SPENDING TOBACCO MONEY

Gov. Pataki's budget proposal includes a solid plan to use part of the state's national tobacco lawsuit settlement to pay off some of this state's huge debt.

That angers those who want the entire settlement spent on anti-smoking programs, but it shows fiscal responsibility. Pataki's plan calls for using $1.5 billion -- 75 percent of the state's share of payments over the first five years -- to reduce the state debt.

That's a wise choice. New York has the largest per-capita debt of any state in the nation, at $36.2 billion. Paying off part of that now will not only reduce the total debt, but save on interest payments far into the future.

There is money left for health programs from the $25 billion settlement that will be split between the state and its counties. The settlement will be paid out over the next 25 years, with the biggest payments coming toward the end of that period.

That leaves 20 years of payments, growing to $1.2 billion per year, still unallocated. Even in the first five years, $500 million would go to health programs.
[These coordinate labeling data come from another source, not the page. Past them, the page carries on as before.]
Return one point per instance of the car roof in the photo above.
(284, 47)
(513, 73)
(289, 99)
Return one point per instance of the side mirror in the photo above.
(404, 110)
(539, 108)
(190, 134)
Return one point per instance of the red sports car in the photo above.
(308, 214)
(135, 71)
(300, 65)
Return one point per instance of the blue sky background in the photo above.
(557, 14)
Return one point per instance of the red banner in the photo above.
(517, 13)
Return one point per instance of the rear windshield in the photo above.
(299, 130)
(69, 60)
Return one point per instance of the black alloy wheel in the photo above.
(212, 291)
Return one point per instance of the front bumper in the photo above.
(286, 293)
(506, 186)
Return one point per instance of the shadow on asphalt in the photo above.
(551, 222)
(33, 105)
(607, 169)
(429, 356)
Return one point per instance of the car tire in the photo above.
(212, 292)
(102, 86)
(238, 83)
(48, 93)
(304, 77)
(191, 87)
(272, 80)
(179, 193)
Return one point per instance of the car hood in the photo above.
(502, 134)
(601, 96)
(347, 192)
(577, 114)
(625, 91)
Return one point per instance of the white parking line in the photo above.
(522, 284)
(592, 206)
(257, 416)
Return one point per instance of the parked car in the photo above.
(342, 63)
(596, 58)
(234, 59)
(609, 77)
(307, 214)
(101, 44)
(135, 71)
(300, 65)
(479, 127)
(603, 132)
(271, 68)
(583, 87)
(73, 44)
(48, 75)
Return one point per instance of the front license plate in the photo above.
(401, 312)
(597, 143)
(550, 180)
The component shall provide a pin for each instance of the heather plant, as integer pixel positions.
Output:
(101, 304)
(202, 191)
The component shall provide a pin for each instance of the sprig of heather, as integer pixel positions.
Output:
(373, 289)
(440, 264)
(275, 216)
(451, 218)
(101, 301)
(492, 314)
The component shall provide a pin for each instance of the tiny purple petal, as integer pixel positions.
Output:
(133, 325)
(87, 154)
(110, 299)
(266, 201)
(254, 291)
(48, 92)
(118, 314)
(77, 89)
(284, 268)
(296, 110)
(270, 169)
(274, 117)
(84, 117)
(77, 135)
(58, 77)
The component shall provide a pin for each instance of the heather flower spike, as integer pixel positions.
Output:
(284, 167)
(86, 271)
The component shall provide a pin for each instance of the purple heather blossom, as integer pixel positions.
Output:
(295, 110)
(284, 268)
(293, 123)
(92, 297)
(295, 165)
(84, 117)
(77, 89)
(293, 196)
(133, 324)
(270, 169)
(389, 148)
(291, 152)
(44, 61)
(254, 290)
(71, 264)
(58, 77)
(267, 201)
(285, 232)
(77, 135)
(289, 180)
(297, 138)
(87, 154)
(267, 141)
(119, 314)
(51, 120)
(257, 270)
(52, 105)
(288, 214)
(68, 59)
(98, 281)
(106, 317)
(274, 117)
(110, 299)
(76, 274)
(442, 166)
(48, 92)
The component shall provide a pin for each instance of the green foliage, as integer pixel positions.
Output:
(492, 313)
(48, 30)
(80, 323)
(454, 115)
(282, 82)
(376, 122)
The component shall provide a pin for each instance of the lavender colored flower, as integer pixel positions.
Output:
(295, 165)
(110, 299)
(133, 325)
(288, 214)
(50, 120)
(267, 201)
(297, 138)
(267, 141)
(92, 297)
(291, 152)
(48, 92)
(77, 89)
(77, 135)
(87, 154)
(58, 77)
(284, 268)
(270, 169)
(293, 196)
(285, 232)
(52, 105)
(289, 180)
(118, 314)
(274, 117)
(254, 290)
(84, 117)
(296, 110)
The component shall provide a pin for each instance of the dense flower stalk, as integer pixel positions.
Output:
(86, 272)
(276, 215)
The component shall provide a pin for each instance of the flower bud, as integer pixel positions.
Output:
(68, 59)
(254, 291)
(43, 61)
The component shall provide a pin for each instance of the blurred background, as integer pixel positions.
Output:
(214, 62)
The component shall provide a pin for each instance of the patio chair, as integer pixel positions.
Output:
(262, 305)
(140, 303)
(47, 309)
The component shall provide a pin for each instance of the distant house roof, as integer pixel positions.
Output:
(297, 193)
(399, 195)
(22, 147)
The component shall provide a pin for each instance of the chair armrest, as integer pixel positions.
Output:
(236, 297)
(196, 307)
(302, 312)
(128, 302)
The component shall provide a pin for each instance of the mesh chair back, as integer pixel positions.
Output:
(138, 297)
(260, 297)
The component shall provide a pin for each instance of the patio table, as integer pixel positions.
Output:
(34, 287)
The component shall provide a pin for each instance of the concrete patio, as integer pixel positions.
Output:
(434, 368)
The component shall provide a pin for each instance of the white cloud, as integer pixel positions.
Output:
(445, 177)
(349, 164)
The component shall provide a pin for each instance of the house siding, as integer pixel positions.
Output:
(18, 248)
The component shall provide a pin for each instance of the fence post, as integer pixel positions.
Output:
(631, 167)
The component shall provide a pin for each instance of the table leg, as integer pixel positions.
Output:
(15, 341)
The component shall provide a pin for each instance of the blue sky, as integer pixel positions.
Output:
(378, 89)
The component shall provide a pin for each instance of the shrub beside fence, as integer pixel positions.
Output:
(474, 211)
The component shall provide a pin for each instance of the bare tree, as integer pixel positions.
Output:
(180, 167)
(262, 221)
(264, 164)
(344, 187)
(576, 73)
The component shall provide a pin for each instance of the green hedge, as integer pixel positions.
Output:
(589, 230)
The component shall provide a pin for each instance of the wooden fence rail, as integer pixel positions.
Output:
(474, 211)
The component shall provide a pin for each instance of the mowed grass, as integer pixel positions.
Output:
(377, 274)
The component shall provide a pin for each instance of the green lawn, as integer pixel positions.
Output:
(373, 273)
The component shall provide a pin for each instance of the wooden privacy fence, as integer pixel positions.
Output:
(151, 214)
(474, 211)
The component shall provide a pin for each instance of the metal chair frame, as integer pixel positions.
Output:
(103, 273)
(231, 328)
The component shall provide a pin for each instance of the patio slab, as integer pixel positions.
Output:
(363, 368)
The $10 million now spent each year by the state on anti-smoking programs hasn't done enough, and a state Health Department advisory panel wants an annual commitment of $250 million to the effort. The budget proposal falls far short of that now, but still increases the current level of spending to $19 million.

A significant part of the tobacco money that is set aside for health programs should be spent on efforts to limit teen smoking. The settlement itself did not make the tobacco companies pay enough toward that end.

The argument that all of the tobacco money should be used to fight health problems is a powerful one, and will be voiced strongly by the health-care industry and the Democrats who control the Assembly. Senate-leading Republicans, meanwhile, would rather see the cash used to cut taxes -- a stance also taken by Erie County leaders for the county's share of the settlement.

At the state level, though, using most of that money over the next five years to attack the state debt makes sense. Health-care groups should accept the challenge to design lean but effective programs in the early years, and build on them as more funding becomes available. For now, however, Pataki has put forward a sound plan.